On one level, of course, the proper response is laughter; and the fact that vice-chancellors up and down the country have reacted to it in just that way is very welcome. At least we can take comfort from the fact that "the authorities are concerned with any form of extremism that espouses, promotes or leads to violence: 'violent extremism'", even if we may be left wondering where that leaves the authorities and whether we should be reporting to the local police the presence on noticeboards of flyers for Labour Students. Or are those permissible so long as they are not in Arabic?

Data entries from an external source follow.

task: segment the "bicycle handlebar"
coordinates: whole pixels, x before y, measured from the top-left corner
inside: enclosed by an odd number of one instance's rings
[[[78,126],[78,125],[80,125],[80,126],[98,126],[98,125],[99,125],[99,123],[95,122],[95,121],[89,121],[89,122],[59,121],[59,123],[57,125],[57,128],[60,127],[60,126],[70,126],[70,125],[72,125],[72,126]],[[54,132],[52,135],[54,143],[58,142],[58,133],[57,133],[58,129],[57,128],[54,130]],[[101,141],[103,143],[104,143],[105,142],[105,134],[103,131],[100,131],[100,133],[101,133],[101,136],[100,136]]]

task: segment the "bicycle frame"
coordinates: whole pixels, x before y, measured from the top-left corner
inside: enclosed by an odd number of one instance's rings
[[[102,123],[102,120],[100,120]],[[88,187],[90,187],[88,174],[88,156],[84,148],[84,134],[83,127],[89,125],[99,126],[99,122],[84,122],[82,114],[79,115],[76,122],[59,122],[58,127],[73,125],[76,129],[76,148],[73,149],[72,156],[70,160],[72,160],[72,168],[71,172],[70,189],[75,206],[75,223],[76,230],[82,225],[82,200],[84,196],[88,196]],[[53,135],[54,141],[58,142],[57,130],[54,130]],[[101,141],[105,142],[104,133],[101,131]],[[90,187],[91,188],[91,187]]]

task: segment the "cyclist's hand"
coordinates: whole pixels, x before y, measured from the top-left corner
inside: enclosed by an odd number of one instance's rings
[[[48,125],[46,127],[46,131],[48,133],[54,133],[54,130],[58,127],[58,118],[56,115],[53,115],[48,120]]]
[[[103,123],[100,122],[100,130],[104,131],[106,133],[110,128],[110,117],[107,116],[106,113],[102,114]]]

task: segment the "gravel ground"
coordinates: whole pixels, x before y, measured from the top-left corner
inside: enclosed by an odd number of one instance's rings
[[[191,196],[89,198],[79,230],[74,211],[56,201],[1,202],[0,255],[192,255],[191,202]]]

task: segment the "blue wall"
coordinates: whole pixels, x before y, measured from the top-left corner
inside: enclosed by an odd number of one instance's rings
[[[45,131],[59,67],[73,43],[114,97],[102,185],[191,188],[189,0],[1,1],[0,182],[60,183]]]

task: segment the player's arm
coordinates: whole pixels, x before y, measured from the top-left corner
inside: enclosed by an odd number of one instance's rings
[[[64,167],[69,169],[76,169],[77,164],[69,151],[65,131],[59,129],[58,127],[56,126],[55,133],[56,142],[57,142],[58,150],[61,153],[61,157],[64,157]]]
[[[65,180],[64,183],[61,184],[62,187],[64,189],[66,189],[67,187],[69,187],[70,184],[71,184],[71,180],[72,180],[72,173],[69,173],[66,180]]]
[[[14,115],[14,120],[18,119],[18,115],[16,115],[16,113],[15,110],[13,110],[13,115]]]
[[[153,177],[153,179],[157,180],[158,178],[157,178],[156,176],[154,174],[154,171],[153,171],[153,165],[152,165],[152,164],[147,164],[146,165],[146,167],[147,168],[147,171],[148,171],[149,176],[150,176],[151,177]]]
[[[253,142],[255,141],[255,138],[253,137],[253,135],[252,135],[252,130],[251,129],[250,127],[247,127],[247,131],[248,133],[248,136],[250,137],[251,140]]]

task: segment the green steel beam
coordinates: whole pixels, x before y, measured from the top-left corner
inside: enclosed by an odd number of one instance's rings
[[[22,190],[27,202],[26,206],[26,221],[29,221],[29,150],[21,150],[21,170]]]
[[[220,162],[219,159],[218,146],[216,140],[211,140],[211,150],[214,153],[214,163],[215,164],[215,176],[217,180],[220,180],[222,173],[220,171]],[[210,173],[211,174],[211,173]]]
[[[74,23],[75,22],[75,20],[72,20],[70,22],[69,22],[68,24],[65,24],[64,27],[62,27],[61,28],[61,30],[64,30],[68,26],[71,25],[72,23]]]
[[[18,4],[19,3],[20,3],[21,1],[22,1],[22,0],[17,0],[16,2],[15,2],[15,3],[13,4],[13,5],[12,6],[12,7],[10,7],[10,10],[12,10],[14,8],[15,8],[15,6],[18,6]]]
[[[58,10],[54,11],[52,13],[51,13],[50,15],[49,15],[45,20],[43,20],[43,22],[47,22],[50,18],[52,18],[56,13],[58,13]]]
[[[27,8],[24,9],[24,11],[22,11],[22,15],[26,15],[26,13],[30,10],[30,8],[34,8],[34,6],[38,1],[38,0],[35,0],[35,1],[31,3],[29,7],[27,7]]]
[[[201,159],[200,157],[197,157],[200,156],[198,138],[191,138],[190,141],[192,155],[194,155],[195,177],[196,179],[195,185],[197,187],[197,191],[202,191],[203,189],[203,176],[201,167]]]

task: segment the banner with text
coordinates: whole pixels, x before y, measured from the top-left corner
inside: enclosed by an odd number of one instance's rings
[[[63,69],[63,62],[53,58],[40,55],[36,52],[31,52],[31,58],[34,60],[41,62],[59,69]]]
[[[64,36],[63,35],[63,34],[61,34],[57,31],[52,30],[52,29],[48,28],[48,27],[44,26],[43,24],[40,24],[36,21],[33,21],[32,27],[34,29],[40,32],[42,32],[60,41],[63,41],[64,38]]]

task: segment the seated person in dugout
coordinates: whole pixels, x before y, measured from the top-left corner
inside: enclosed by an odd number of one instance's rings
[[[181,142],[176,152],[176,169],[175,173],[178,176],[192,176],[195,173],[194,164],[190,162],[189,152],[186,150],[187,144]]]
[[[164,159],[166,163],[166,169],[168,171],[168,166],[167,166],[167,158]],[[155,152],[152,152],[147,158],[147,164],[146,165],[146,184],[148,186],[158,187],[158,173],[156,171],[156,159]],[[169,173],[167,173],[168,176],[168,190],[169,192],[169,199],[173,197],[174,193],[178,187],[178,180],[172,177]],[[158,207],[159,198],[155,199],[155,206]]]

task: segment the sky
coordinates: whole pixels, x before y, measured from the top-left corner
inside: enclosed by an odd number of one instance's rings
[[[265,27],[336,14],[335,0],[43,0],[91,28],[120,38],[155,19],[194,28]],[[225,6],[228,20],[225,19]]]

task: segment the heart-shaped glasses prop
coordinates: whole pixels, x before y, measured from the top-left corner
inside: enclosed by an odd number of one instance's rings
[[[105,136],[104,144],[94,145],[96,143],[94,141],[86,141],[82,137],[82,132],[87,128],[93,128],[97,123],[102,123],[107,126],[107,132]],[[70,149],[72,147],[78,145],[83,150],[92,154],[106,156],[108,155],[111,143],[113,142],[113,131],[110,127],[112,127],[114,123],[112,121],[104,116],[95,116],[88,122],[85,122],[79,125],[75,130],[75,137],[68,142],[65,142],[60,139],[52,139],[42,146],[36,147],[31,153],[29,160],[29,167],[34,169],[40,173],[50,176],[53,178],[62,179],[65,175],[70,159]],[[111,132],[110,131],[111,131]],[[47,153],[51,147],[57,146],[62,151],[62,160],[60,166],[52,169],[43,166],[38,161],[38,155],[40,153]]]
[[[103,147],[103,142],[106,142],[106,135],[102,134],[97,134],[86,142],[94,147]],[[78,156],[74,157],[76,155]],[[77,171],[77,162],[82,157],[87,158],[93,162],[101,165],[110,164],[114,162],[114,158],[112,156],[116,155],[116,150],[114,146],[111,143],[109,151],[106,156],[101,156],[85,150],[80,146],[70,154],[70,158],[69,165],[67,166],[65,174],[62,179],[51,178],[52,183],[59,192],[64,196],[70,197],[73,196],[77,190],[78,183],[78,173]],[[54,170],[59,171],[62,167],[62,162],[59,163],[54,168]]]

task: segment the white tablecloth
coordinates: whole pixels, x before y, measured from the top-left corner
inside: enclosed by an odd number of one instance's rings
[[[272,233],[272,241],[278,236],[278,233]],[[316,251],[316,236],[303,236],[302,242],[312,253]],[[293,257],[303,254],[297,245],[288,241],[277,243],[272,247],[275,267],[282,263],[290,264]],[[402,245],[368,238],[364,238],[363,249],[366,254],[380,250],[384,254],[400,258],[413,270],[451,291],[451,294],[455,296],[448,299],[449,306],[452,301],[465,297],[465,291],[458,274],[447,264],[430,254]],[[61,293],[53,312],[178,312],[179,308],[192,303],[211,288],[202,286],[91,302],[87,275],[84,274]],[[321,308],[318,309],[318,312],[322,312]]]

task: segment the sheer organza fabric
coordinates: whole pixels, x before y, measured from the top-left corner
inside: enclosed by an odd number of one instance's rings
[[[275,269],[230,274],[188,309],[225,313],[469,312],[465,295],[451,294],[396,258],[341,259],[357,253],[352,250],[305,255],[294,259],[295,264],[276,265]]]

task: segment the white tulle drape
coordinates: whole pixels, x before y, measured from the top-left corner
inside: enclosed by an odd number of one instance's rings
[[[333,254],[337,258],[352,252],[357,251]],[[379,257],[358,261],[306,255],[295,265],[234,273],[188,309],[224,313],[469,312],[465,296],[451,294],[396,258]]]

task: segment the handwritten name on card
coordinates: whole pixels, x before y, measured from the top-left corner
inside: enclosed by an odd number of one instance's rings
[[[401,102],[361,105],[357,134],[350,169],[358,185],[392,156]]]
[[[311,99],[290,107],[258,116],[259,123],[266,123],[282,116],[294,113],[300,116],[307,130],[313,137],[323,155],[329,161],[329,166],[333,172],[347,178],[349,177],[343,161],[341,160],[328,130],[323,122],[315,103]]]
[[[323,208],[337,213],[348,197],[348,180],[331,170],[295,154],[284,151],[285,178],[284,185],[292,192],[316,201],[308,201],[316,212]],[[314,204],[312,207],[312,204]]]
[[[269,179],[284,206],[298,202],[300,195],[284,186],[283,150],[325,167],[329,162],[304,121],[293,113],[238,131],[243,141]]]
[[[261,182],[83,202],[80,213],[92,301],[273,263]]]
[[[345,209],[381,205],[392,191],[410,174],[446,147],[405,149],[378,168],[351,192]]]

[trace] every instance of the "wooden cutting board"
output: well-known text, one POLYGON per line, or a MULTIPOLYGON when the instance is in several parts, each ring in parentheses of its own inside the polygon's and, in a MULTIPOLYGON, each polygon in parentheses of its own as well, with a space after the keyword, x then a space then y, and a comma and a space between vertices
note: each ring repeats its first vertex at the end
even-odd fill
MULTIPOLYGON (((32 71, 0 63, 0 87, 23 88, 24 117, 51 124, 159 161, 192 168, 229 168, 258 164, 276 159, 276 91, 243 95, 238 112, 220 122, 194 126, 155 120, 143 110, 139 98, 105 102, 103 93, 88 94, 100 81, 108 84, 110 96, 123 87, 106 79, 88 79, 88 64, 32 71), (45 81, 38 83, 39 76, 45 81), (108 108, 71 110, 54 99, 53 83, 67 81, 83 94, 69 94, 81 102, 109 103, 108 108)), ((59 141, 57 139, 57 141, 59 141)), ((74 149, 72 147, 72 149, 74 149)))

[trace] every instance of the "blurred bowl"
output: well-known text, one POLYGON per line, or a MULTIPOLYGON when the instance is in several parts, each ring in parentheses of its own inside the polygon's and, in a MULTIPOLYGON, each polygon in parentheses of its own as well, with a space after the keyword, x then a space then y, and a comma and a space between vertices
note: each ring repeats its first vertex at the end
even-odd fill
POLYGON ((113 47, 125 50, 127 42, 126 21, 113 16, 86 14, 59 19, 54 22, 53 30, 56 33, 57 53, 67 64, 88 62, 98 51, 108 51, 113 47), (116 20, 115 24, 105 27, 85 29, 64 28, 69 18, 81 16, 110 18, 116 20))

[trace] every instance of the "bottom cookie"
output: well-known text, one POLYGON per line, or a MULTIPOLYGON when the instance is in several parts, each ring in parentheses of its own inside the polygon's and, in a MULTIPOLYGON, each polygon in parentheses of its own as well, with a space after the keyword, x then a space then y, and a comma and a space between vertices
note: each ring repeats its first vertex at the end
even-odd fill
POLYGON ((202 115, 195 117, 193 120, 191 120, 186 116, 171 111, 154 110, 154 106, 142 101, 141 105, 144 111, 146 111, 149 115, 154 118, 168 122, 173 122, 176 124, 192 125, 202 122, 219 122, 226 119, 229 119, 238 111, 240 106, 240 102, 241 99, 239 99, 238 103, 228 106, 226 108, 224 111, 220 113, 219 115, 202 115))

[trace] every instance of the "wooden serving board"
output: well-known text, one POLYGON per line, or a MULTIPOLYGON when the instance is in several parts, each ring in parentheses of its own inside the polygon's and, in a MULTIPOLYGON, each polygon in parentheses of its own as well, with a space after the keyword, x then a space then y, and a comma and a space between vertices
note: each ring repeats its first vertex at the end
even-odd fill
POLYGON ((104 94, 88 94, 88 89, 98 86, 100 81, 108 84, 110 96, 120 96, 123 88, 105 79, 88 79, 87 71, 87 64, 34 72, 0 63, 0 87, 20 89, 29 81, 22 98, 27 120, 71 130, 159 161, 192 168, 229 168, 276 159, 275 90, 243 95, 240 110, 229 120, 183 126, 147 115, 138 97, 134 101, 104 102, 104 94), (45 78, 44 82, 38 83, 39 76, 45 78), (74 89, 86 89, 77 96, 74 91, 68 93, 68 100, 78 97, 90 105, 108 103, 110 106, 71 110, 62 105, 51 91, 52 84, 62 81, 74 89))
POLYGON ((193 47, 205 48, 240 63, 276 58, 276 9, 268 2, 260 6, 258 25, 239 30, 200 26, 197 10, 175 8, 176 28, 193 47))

But that is only the beginning. Turning from how the Government sees us to what it expects us to do, it soon becomes apparent how deep and how wide the demand for surveillance and censorship runs. Take just one example: even "if there is no evidence to support the claims (that 'the speaker's conduct could amount to a criminal offence'), the higher education provider will still need to deal with the concerns raised and decide on the potential impact of the talk on the wider student communities" - whatever such "communities" might be. Part of our function, then, is to ensure that students are infantilised.
But that is not all. There is something even more corrosive. By the time we reach details of the Terrorism Act 2006, helpfully laid out at the end, it is clear that the line the Government has in mind between academic analysis and possible arraignment is inordinately fine. What our political masters expect of academics is not the disinterested pursuit of critical inquiry, but unthinking obedience to their own view of the world - as some colleagues already know to their cost ("Ministers vilify researchers", December 1).
Depressing though that is, knowing it is at least a basis for doing something about it. But the question is: are laughter and ridicule enough?
Bob Brecher is reader in moral philosophy at Brighton University.